İçerdekiler - Dışarıdakiler Teorisi İşgücü 3 temel guruba ayrılmıştır. İnsider: Bir firma içerisinde uzunca süredir çalışmış yüksek verimliliğe sahip firmanın kendilerine yüksek derecede yatırım yaptığı işgücü gurubudur. İşten çıkarılması firmaya büyük miktarda tazminat yükler. Entrance: İşyerlerine daha yeni girmiş herhangi bir kıdem olmamış işgücü gurubu Outsider: Firmalarda işe girmek için iş arayanlar ve iş girmek için kuyrukta bekleyen gurup. Yani işsizleri ifade eder.
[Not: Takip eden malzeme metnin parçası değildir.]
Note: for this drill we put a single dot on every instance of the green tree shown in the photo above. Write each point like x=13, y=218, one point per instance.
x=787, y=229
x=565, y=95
İçerdekiler - Dışarıdakiler Teorisi İşe alma ve eğitim gibi maliyetlerin, içerdekileri dışarıdakilerle değiştir­meyi firmalar açısından pahalı hale getirmesi; firmaları içerdekilerle ücret pa­zarlığı yapmaya yöneltmektedir. Bu durumda doğal olarak ücretlerin daha da yükselmesine yol açmaktadır. Bu bağlamda Teori’ye göre süregelmekte olan yüksek ücret ve gönülsüz işsizlerin bir arada olması içerdekilerden kaynaklanmaktadır. Firma düzeyinde hem fiyatın, hem de üretkenliğin belirlenmesinde, içeride olanlar son derece büyük bir önem taşımaktadır

Etkin Ücret Yaklaşımı Neo-Klasik kökenlidir. Yüksek ücret verip yüksek verimliliğin sağlanmaya çalışılmasıdır. İşgücü piyasasında çok daha düşük ücretlerde dahi çalışma arzu­ sunda olan işsizler olduğu halde, firmaların neden ücret düzeyini düşürmediğini açıklar.

Etkin Ücret Yaklaşımı Nutritional Modeli (Beslenme): Yüksek ücret alarak daha yüksek standartlarda yaşamını süründürmeye başlayan işgücünün personelin kendisine daha iyi bakabileceklerini daha nitelikli ve daha verimli olacaklarını söyler. Shirking Modeli (Kaytarma): İşgücünün çalışmış olduğu işlerde almış olduğu ücret ve sahip olmuş olduğu istihdam şartları diğer işyerinde de aynıysa birey o işte çalışmak ve o işte verimli bir şekilde çalışmak için çok da fazla çaba harcamaz. Labour Turnover Modeli (İşçi devri): İşyerinde işe giriş-çıkış hareketlerinin firmaya yüklemiş olduğu maliyetleri aşağı çekmek için firmayı nitelikli işgücü tabakasını çekebilecek yüksek ücret şartlarının uygulanması durumudur.